Only 42 of the 100 candidates who sat last month’s National certificate Examination passed compared to a 48pc pass rate a year ago.
In his report, the chief examiner Steve Nelson highlighted a lack of accuracy as the main reason behind the low pass mark said he was “very concerned” at some of the errors.
But he went on to question whether reduced editorial headcounts meant trainees were no longer getting enough one-to-one help.
“It is apparent that many trainees are not getting sufficient help and guidance in their day-to-day work,” he said in his report.
“In today’s busy, pressured newsrooms there is often little time for editors and senior staff to go through stories with trainees, check their understanding of a situation and give advice on structure.”
Steve said he was “very concerned at errors over place names and a speaker’s name, and a description of someone “wearing a baseball bat”.
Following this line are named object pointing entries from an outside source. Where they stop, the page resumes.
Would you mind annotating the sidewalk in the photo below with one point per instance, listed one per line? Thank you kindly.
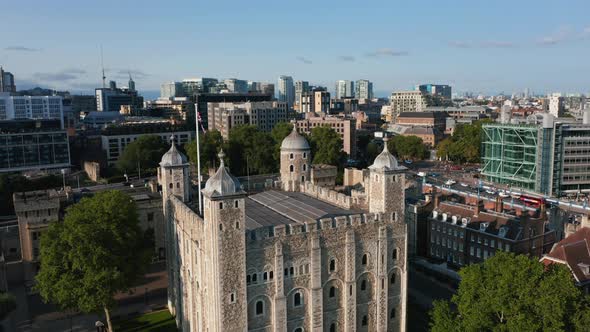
(33, 315)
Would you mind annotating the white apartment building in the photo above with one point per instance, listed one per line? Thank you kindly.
(30, 107)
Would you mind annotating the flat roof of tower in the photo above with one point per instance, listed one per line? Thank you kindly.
(273, 208)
Here’s our at-a-glance guide to each section of the test and what the examiners thought of the candidates.
Pass rate: 62pc
The news interview centred on a story about a lump of concrete thrown from a motorway footbridge onto the car of a star football striker, seriously injuring his pregnant wife.
A motorist had earlier reported seeing two youths running from the motorway bridge after shining a high-powered torch at drivers.
Examiners praised candidates who picked up on the “drama” in the story and for their use of quotes, but said candidates who did not pass needed to examine the structure of their stories.
Their report highlighted some “silly” errors such as the misspelling of the place name and the use of ‘breaked’ instead of ‘braked’ which a number of candidates got wrong.
Pass rate: 46pc
The news report involved the Olympic Games and the need for a series of planned road closures as a result of the cycling road race which could mean some businesses having to shut down for the day.
Examiners said they were disappointed with the “poor standard” of many of the stories submitted, highlighting insufficient content, inaccuracy, poor shorthand and a lack of news sense.
“Poor shorthand was evident in all but a handful of papers. Few candidates were able to produce a full sentence of quote accurately,” said the examiner’s report.
“Some strung phrases together from parts of the speech and presented them as a direct quote, others inserted words and phrases of their own in a bid to complete a quote. This is unacceptable journalistic practice.”
Pass rate: 53pc
Questions in this section focus on the main aspects of media law that reporters encounter in their normal working lives.
The examiners described it as a “disappointing” set of papers with some candidates scoring less than 40pc.
“Those who had a good knowledge of contempt and defamation, along with court reporting restrictions and the PCC code, had little difficulty coping. Knowing defamation and contempt dangers and their defences should be ingrained in all reporters’ working practices,” said the report.
“Although some reporters do not attend court as regularly as in the past, they still need to know what restrictions they are likely to face and when to challenge them.”
Pass rate: 96pc
Candidates continued to submit a strong selection of their work in the logbooks section of the exam with the examiners saying there wre “few areas of concern.”
However they highlighted the need for some candidates to look closely at the numeracy section.
“Markers have made clear that evidence of numeracy must be shown in the story and simply reporting figures without giving any interpretation will be marked down severely and can result in a fail,” said the report.
“Candidates are also reminded that the major incidents key task must also refer to something which occurred on patch and of course is not a preview of something which is due to take place.”